The closer I get to the end of my first semester of grad school, the busier I become. It was going to take something pretty serious to get me to update this blog again any time soon, what with the numerous pages of written material I have to produce in the next month. So, congratulations, rioting Penn State students and Joe Paterno defenders. You win this round.
For as disturbing as it is for me to hear/read about the Penn State rape scandal (I think we can all agree that this is definitely not a “sex scandal”) as someone working in higher education, I can’t imagine how upsetting and distressing it would be to be affiliated with that institution in any capacity. It would be a difficult experience to negotiate, without question, but somehow I don’t think my distress would lead me to turn to defending any employees of Penn State’s football program–and I definitely wouldn’t be inspired to riot in the streets and overturn media vans on their behalf.
In fact, I think it’s more than appropriate to poke holes in the “logic” that has gotten people to this place and take apart some of the incoherent rape-apologizing arguments I’ve seen floating around the internet lately.
Argument #1: “Paterno didn’t do anything wrong.”
I have to give it up to people who are trying to excuse the actions of Paterno and other Penn State football employees from an ethical perspective. Really. It takes a very unique perspective to try to take a moral stand in favor of bystander apathy in a case in which children were raped. There are very few areas that I would argue are morally black-and-white, but I think doing what you can to make sure children aren’t being molested is pretty cut-and-dry.
Argument #2: “Paterno went to his superiors and did exactly what was required of his job.”
Even if you remove the obvious ethical issue inherent in turning a blind eye to the sexual abuse of children in one’s workspace, this scandal gets into more questionable legal territory in that school personnel in most states–including Pennsylvania– are subject to mandatory child abuse reporting laws. At least in my experience with them, they’re phrased in a way that makes it clear that you are required to report suspected or confirmed child abuse, even if it’s just a rumor– and even if your reporting turns out to be false, even if you have to testify against a colleague or a superior, you can’t legally lose your job for doing what is legally required of you. The risk for mandatory reporters is so minimal–which means there isn’t really much of an excuse for failing to fulfill that duty.
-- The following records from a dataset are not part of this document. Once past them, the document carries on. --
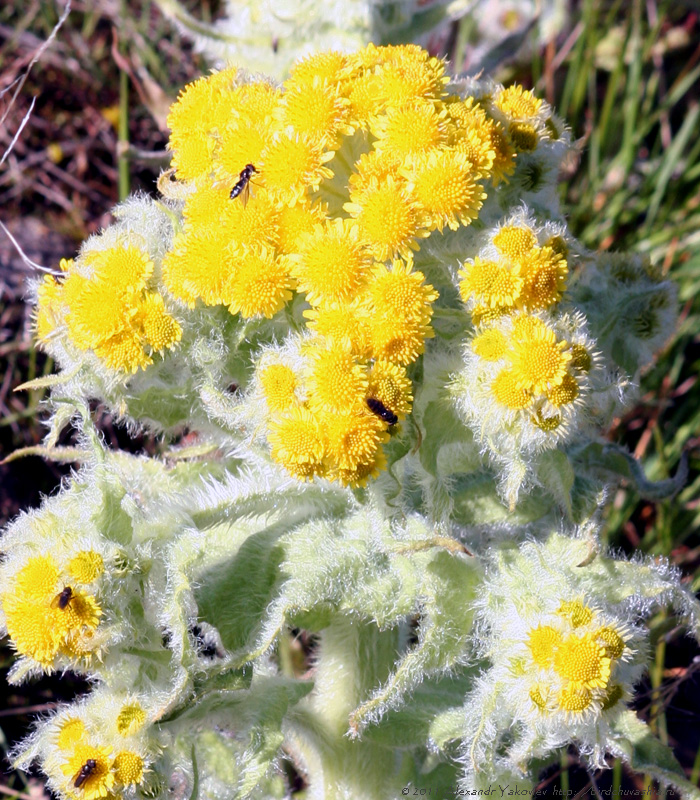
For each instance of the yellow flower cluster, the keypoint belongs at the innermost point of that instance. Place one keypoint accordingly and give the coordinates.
(91, 770)
(572, 661)
(540, 373)
(522, 276)
(47, 614)
(107, 307)
(526, 119)
(326, 186)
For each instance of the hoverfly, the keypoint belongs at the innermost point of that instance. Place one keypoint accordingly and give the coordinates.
(378, 408)
(62, 599)
(84, 772)
(242, 187)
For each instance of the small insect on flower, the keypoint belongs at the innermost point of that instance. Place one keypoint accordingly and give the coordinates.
(62, 599)
(242, 187)
(378, 408)
(84, 772)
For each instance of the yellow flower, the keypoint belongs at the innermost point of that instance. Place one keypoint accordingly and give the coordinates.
(409, 129)
(518, 103)
(508, 392)
(543, 642)
(315, 109)
(336, 382)
(260, 284)
(563, 394)
(391, 385)
(91, 767)
(491, 283)
(613, 642)
(400, 293)
(341, 324)
(200, 266)
(293, 163)
(544, 274)
(110, 312)
(298, 442)
(353, 439)
(360, 474)
(333, 262)
(36, 623)
(583, 662)
(574, 699)
(327, 67)
(491, 345)
(444, 182)
(388, 217)
(539, 361)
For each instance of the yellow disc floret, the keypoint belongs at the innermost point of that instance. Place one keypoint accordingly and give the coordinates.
(333, 262)
(91, 768)
(336, 381)
(298, 442)
(543, 642)
(583, 662)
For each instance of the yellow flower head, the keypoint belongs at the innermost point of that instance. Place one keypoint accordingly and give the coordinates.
(315, 109)
(544, 274)
(539, 361)
(389, 218)
(491, 345)
(508, 392)
(333, 262)
(444, 183)
(43, 615)
(515, 241)
(91, 768)
(292, 163)
(518, 103)
(583, 662)
(409, 130)
(336, 382)
(70, 733)
(390, 384)
(491, 283)
(259, 284)
(298, 442)
(326, 67)
(343, 325)
(543, 643)
(354, 439)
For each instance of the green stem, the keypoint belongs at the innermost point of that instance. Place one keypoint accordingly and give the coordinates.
(354, 658)
(123, 133)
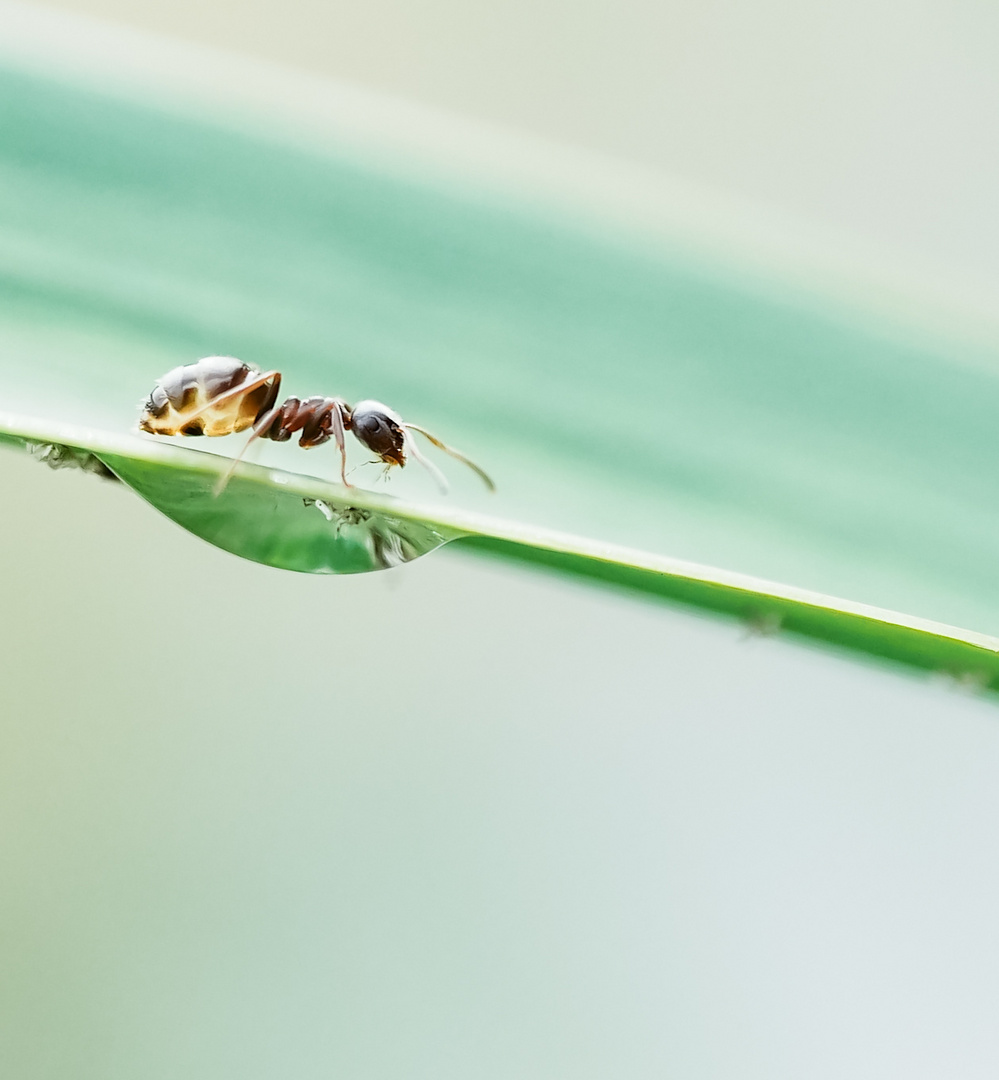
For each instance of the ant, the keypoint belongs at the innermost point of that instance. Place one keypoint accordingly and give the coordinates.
(220, 395)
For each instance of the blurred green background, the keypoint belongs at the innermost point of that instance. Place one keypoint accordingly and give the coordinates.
(456, 820)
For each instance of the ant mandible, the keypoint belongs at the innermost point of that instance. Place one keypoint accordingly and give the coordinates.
(220, 395)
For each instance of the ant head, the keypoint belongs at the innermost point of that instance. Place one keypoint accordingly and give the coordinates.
(380, 430)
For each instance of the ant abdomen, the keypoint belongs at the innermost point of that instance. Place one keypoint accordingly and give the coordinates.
(218, 395)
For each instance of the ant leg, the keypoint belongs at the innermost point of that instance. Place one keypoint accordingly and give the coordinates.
(338, 428)
(262, 423)
(448, 449)
(429, 466)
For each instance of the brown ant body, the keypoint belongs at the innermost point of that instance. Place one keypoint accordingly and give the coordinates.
(220, 395)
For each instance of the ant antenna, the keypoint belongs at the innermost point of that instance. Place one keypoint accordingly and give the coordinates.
(429, 466)
(447, 449)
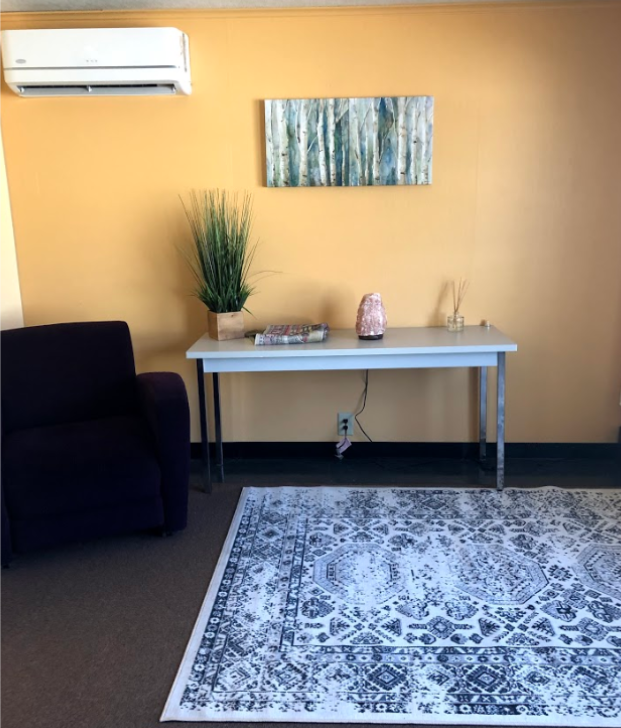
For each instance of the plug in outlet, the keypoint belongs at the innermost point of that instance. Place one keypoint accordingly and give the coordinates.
(345, 423)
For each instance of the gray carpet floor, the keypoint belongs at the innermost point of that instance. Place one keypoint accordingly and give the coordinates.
(91, 635)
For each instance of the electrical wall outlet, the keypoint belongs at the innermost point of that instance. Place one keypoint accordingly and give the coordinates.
(345, 423)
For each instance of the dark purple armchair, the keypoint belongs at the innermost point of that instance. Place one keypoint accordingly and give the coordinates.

Argument #3: “Paterno was trying to protect a friend/colleague.”
I’m a lucky lady in that I have several bad-ass rockstars I consider my closest friends, some of whom are my co-workers right now. I would have the backs of these jerks in any scenario you can throw at me–but “having their backs” doesn’t include allowing them to harm themselves and others and engage in unequivocally illegal, unethical, exploitive, disgusting activities. Maybe this makes me a bad friend, but activities like that are the best estimate I can give for where my loyalty to my friends ends–and, even if I still was able to muster up a single shred of good-friendship in a scenario like that, I think I would still have the wherewithal to figure out that the best thing I could do for a friend doing something that horrible would be to get him/her the help he/she needs.
Ultimately, Joe Paterno, and many other employees of Penn State, fucked up. There isn’t a coherent argument that will convince anyone otherwise. They didn’t do what was required of them in their jobs, and they certainly didn’t do what was required of them as decent human beings. The fact that people are rioting to defend Joe Paterno is a horrifying indication of how out-of-control the influence of athletics in higher ed has grown. And we can rage on these Penn State students all we want, but the worst thing about them is that they are not alone. This is not a problem exclusive to Penn State.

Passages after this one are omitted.